Prabal Nandy (nandy@U.Arizona.EDU)
Thu, 8 Apr 1999 19:57:22 -0700 (MST)
> It should be just old fashion sea-sickness. Or reverse sea-sickness (the
> eyes are seeing motions, but the balance sensors in the ears don't feel
That is partially it, but the fact of the matter is that we didn't
evolve from birds, but from ground walking apes. We're simply not _wired_
for flying through the virtual-air with the slightest of ease... it will
take alot of training to get profficient with this sort of immersion
technology and even so, there may come a limit (for example,
Telepresence-wired 'manned' cruise missiles).
> It's not that the brains got overloaded with information, it's that the VR
> helmuts are giving incomplete and inconsistent information that confuse
Definately true, and the flicker doesn't help either.

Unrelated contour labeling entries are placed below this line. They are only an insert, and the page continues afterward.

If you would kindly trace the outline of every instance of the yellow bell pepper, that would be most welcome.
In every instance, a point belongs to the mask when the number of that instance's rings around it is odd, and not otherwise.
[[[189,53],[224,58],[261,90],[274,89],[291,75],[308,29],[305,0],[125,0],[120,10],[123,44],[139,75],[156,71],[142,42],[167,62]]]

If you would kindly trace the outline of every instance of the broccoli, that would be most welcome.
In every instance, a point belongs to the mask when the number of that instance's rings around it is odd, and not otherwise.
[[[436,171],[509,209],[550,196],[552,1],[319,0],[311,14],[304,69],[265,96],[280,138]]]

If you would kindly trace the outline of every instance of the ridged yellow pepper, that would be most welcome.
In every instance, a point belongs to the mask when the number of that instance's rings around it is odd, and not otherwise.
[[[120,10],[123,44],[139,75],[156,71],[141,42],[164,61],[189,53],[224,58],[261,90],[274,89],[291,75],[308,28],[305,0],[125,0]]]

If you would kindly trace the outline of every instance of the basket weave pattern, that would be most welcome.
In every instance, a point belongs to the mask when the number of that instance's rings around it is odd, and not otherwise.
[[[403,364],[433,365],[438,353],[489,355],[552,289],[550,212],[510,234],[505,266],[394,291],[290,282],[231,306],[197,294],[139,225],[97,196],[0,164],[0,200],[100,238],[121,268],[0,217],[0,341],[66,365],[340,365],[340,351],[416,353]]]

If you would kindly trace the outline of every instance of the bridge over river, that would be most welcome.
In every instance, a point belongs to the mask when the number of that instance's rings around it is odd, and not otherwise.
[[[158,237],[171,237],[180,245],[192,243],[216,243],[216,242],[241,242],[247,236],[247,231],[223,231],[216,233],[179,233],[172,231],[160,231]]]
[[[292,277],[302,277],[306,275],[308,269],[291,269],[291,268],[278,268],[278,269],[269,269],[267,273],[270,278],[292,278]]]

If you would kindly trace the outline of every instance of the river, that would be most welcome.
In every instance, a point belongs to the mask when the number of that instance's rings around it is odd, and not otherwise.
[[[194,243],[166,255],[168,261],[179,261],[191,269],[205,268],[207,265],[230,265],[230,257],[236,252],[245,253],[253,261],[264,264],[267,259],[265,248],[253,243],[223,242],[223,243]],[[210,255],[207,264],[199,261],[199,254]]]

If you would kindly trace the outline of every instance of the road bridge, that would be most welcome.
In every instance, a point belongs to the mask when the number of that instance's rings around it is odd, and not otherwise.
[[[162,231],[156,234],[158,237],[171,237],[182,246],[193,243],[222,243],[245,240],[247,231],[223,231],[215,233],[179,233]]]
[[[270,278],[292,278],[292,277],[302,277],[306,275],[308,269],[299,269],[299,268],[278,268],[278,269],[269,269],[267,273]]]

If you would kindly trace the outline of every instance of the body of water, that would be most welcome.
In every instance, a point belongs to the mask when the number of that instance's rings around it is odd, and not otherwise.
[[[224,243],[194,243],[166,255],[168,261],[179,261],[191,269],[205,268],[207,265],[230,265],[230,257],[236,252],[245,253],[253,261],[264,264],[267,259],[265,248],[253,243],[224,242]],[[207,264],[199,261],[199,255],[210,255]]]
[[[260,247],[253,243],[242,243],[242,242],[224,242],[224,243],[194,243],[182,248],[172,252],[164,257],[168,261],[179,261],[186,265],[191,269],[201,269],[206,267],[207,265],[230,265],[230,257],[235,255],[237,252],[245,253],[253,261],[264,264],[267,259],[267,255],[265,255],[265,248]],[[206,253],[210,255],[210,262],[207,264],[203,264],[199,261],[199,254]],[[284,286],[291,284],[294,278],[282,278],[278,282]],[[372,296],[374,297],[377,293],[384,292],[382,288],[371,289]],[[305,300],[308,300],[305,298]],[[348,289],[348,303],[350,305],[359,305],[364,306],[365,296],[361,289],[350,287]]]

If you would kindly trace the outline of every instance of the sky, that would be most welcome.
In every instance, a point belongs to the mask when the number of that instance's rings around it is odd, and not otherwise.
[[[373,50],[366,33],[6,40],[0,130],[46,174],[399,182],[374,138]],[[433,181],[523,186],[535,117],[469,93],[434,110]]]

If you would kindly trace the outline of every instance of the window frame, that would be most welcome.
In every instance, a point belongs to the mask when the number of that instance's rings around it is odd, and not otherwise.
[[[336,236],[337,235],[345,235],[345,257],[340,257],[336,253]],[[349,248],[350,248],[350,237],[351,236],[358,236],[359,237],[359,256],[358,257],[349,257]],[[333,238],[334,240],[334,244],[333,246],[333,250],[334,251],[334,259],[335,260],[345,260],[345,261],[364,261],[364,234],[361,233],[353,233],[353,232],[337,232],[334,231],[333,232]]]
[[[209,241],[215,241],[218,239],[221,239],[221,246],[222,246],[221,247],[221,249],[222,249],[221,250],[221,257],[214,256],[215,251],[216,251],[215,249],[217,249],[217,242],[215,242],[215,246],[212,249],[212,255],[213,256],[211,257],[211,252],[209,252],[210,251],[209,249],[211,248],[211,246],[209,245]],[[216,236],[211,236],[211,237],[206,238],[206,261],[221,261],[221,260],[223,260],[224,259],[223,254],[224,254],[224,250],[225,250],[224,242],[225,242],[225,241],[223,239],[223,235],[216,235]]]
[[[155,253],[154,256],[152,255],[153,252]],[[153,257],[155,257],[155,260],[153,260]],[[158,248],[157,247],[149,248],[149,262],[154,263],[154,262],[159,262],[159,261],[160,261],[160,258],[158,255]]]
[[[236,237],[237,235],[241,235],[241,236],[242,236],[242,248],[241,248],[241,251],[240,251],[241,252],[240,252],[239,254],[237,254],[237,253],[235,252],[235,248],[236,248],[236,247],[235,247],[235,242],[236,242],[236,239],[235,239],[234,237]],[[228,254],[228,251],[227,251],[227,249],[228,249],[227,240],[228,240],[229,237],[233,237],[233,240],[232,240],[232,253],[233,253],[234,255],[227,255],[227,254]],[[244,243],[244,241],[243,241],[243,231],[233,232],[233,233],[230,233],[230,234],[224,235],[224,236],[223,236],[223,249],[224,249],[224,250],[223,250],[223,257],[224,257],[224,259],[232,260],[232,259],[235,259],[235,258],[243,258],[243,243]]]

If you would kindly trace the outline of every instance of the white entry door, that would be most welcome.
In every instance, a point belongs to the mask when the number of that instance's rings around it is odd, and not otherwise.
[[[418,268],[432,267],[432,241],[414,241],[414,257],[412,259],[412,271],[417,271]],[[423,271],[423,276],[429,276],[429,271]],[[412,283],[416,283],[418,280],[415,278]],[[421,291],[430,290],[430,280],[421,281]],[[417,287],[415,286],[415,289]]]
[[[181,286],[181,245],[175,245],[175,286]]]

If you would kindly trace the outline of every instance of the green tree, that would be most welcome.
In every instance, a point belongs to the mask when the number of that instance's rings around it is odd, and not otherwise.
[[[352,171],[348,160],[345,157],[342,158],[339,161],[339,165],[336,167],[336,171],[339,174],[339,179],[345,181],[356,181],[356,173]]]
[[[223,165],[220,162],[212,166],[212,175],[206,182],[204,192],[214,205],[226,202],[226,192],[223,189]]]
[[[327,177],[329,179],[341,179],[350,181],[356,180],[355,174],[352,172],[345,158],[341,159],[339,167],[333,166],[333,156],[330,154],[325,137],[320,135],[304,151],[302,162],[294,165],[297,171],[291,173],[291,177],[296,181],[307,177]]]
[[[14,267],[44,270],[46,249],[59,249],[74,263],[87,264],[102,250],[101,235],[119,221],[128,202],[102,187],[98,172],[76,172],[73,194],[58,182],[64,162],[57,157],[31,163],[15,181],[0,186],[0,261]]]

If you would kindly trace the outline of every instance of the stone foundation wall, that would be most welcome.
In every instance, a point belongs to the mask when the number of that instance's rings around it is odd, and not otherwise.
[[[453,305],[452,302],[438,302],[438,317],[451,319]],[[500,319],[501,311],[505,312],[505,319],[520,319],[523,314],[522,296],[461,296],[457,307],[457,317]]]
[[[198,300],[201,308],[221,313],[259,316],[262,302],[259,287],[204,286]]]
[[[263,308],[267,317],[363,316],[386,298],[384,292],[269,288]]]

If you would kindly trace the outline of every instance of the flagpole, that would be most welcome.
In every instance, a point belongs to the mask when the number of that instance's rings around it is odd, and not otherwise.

> Or it could be something more technical, like if they didn't do the optics
> right, like bad eyeglasses give people headaches. But even if you do
This is true, but that's why military VR systems allow you to tune each
eye's 'monitor' separately.
> everything right, VR helmut will still get some people reverse sea-sick.
Hence the data-overload that I was talking about Earlier... or rather,
data-incompatibility with the human brain's instinctive ways of dealing
with massive amounts of visual data, etc.